As such, he argued, organisations and partners should be looking at security frameworks such as zero trust, NIST or Australia's Essential Eight to provide protection, visibility and, crucially, ensure employees are full trained on correct protocols. 

Although building out a security practice has recently been touted as a way for managed service providers to gain new sources of revenue, Cameron reiterated that this "certainly isn’t something that can happen overnight". 

"The cyber security market is complex, fragmented and rapidly changing," he explained. "Building a security practice can require significant investment in new technology, processes and a security operations centre (SOC) among other considerations, which may be a risk with the current uncertainty generated by Brexit and the pandemic.  
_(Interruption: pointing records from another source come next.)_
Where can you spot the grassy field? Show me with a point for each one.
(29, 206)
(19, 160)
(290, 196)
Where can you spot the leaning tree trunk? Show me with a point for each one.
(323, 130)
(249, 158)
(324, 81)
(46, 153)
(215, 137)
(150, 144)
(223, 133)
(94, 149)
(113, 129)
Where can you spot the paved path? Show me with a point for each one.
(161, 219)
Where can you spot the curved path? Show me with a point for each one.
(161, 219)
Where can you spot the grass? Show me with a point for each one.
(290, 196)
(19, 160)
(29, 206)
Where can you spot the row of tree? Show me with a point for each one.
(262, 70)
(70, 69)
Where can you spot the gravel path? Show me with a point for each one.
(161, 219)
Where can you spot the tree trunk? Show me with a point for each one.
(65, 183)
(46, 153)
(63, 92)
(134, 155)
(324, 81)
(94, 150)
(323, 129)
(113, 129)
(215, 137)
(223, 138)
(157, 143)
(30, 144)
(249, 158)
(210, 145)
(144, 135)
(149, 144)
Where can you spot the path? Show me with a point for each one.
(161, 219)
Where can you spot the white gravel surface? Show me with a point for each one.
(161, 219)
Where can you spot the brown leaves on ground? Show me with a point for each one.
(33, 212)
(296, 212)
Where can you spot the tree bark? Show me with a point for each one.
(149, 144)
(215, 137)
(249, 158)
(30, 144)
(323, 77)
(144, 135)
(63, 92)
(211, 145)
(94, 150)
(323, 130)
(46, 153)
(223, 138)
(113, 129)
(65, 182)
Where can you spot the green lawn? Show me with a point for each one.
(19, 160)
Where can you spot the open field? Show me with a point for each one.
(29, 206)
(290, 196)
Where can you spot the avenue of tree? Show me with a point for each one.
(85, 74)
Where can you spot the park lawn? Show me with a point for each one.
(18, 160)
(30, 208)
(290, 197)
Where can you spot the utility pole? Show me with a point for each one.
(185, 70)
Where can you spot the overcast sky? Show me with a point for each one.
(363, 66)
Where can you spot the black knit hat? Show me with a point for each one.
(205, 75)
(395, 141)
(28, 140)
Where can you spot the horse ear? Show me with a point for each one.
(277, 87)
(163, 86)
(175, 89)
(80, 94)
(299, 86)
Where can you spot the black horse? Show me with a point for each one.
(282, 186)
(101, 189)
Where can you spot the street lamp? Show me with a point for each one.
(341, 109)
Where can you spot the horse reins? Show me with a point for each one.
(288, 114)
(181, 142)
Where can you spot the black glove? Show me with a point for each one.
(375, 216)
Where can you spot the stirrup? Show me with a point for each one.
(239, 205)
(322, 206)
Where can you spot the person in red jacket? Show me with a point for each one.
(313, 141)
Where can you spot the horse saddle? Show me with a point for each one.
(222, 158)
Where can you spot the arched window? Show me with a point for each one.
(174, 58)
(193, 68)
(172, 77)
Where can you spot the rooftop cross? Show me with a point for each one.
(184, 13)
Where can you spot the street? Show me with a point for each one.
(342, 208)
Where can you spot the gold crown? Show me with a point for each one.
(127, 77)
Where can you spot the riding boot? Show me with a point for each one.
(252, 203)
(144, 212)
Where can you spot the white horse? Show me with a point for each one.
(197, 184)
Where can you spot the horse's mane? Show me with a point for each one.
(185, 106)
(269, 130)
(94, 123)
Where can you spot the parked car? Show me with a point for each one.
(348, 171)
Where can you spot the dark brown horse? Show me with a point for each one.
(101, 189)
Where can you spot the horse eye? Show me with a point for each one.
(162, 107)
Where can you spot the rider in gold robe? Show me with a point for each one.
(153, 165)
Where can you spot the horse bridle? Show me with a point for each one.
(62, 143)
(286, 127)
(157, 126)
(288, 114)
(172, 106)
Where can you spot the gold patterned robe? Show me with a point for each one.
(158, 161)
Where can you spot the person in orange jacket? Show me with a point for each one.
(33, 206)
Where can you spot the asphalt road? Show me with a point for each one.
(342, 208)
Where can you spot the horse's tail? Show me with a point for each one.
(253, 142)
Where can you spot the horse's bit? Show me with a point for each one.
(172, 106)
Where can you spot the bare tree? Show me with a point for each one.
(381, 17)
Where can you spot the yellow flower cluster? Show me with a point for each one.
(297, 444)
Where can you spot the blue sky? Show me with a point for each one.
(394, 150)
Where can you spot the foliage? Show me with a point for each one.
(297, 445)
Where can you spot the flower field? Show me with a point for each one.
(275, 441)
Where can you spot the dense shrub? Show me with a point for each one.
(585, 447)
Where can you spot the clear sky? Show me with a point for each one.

"It also demands skilled cyber security professionals – while managed security services providers (MSSPs) can help bridge the continued cyber security talent gap within customers’ organisations, the same skills shortage is a major barrier in their attempts to recruit and retain security experts." 

While the MSSP route may not necessarily be the next iteration of the MSP model, that is not to say 2022 will not bring evolution of current partner business models. 

Returning to the as-a-Service question, Berry argued: "There’s a lot of discussion about everything-as-a-service (XaaS) models from mid-sized partners.  Some are investing, most are still figuring out what’s going to work for them." 

For Ingram Micro solutions development consultant Dave Leabeater, cashflow management will become increasingly top of mind for partners due to customers' demand for flexibility and its effect on their technology needs.  

"The flow on effect for both value-added resellers and MSPs is to protect cashflow, risks, upfront revenue, whilst maintaining the ability to move with the customers changing needs'," he said. "What we are seeing in the market is a greater request and increasing understanding of the benefits of a true OPEX model. An example would be how this model reduces risks of over funding in technology obsolesce.”